Iran must pay $25 million to soldier’s kin
JERUSALEM (JTA)—A U.S. court ordered Iran to pay $25 million in restitution to the family of an Israeli soldier.
District Judge Ricardo Urbina awarded the money to the mother and siblings of Nachshon Wachsman, a dual U.S.-Israeli citizen who was 19 years old when he was kidnapped and killed in 1994 by Hamas terrorists. His mother and six brothers are all American citizens.
The money includes $5 million for Wachsman’s lost earnings potential, as well as his pain and suffering. Urbina also ordered Iran to pay 6 percent annual interest since the date of his death.
Wachsman was held captive for six days by Hamas in an Arab village near Jerusalem and died during a failed rescue attempt.
Iran has never responded to the lawsuit, which was filed in 2006. The lawsuit blames Iran for Wachsman’s death, since it trained the Hamas terrorists.
Gorbachev: Reagan discussed Soviet Jewry at every meeting
NEW YORK (JTA)—Former Soviet leader Mikhail Gorbachev said President Reagan raised the plight of the Soviet Jewry in every meeting the two held.
The disclosure came March 26 at an event held by the American Jewish Historical Society at the Rainbow Room in New York City, organizers said. At the event, Gorbachev and former U.S. Secretary of State George Shultz recalled the emigration of Soviet Jews in the 1980s and 1990s in a discussion moderated by Charlie Rose.
Pope to meet Jewish, Muslim leaders in Israel
ROME (JTA)—Pope Benedict XVI will meet with political leaders and visit sites sacred to Muslims, Jews and Christians during his May trip to Israel.

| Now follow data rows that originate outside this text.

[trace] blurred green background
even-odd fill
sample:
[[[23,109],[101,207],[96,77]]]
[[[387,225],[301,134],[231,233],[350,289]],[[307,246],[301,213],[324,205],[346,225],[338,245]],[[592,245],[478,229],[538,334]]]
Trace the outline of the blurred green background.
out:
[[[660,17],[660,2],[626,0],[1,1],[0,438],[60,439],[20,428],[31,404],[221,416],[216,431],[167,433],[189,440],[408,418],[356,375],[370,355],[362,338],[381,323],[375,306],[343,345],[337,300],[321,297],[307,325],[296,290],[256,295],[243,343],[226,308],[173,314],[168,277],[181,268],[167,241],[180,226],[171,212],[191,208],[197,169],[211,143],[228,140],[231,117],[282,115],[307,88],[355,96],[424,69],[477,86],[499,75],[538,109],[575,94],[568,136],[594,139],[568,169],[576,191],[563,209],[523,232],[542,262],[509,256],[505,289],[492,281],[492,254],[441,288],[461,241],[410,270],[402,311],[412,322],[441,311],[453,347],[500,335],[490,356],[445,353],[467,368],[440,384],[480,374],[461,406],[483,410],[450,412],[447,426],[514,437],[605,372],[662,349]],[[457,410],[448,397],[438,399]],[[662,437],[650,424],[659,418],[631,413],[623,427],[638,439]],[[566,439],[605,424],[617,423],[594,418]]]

The Vatican announced on March 26 the Pope’s program for his trip to Israel, Jordan and the Palestinian Authority. The pontiff flies from Rome to Amman, Jordan on May 8 and returns from Tel Aviv on May 15.
Benedict will meet with local Jewish and Muslim religious leaders as well as local Christian leaders of various denominations. He will visit the Aida Palestinian refugee camp, near Bethlehem, and the Yad Vashem Holocaust Memorial, where he will hold a meeting with organizations supporting interreligious dialogue.
The pope will celebrate public Mass in Amman, Bethlehem, the Valley of Josaphat and Nazareth.
Budget cuts could imperil Jewish burial
NEW YORK (JTA)—The New York City medical examiner warned that Jewish burial could be threatened by proposed budget cuts.
Dr. Charles Hirsch told a City Council hearing that the $7 million he has been ordered to cut from the medical examiner’s budget could hamper efforts to expedite the speedy burials of Jews and Muslims, The Associated Press reported.
Under Jewish custom, burial is supposed to take place as soon as possible after death. Hirsch said the cuts could delay the issuing of deaths certificates, a requirement for burial.